Study Session is a review of a test we presented to everyone at a party ages and ages ago. Follow along with the whole test here.
2. How many planets would they count on July 17, 1844?
The number of planets has historically been way more fluid than you'd think, but I'm happy to report that on July 17, 1844 scientists In The Know would steadfastly put the number at SEVEN. The question was kind of a low blow, though, because it isn't like July 16th or July 18th held any astronomical surprises, it's just a date hanging out somewhere in time.
People have always been interested in planets; I know we're all city folk now, but if you ever take a close look at the night sky you'll notice that some bits of light all move together (the stars), while a few others seem to stumble around haphazardly (the planets). The word 'planet' comes from the Greek πλανήτης (planētēs), which means wanderer. BECAUSE THEY WANDER AROUND.
The Babylonians and ancient Greeks counted seven planets; the five "classical planets" that you can see with the naked eye along with the Sun and the Moon. This held sway for a loooong time in the Western world, you can see this reflected in the names of the days of the week. Don't worry, we just bought a book about The History of Time so we'll be teaching a wicked class on weekday names and months and hours and all of that sometime soon.
It was long thought that the planets rolled around in celestial spheres, big ol' rings in the sky made out of crystal, or of a magical fifth element known as quintessence. These spheres were generally thought of to be hard and impermeable, with each planet being isolated from all the others. Religious scholars in the Middle Ages added a place called the empyrean heavens outside of the last sphere, that being the place where God and everyone else hung out.
Their most important contribution to astronomical study are amazing drawings of how these spheres were laid out. Check 'em out.
In 1543 Copernicus published De revolutionibus orbium coelestium, in which he proposed the heliocentric view of the universe, i.e. the Sun's in the middle, not the Earth. Out of fear of religious-inspired reprisal, the book is dedicated to the Pope and contains a nice disclaimer to the effect of "well I mean, don't really think I'm saying the Earth isn't in the center, I'm just saying, you know, that this thing is better at predicting stuff. Not that it's real. Just maths, you know." Funnily enough Copernicus didn't even add it, some random guy did who was tasked with getting the book to the printer.
The heliocentric view of the universe knocked us back down to 5 planets, since the Sun and Moon were out of the running.
We stumbled across Uranus in 1781, the great thing about it being that it was there all along. Totally visible to the naked eye, same as everything else, it was just a little bit dim.
William Herschel, who discovered it, was also given the chance to name it. He attempted to go with "Georgium Sidus," but everyone thought that was pretty dumb and boring and then a Swede went ahead and named it Uranus for him.
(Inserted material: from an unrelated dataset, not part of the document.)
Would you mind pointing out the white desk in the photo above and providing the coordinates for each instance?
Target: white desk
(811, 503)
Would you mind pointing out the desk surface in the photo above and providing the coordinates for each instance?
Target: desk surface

That's 7!
Sidenote: for a while we went planet-crazy, labeling everything we could see a planet. Didn't matter if it was as big as a baseball, it went around the god damned sun. Tiny rocks, little bits of dust, whatever. This granted us Vesta, Ceres, Juno and a bunch more. We had something like 11 planets rocking our solar system. Eventually that was realized to be a little too free of a definition and we went along with Had To Be Kinda Big.
1846 brought us up to 8 with Neptune, which has the claim to fame of being discovered solely by mathematical calculation. You must read about the battle to name it. Hint: Naming planets after yourself is tacky.
It turned out that math predicted another planet, which was to become known as PLANET X. In 1930 we finally figured out that Pluto was out there, wildly overestimated its size, and we were up to 9 planets.
in 2006 things came to a frightful, battle-ridden astronomy-brawling head. Tons of almost-Pluto-sized objects were being discovered out and about in the far reaches of the Solar System and we needed to do something about it.
And what to do but cast Pluto into an astronmical underworld, no longer a planet, now relegated to dwarf planet status, forever lonely in its officially decidedly-less-sexy role as 134340 Pluto! That's 8 planets, folks, and no number of online petitions can help fix this one.
To those living in Brooklyn: Unlike the rest of Earth, I'm pretty sure we only have 3 or 4 planets and a dozen and a half stars, with half of them realistically being very slow planes.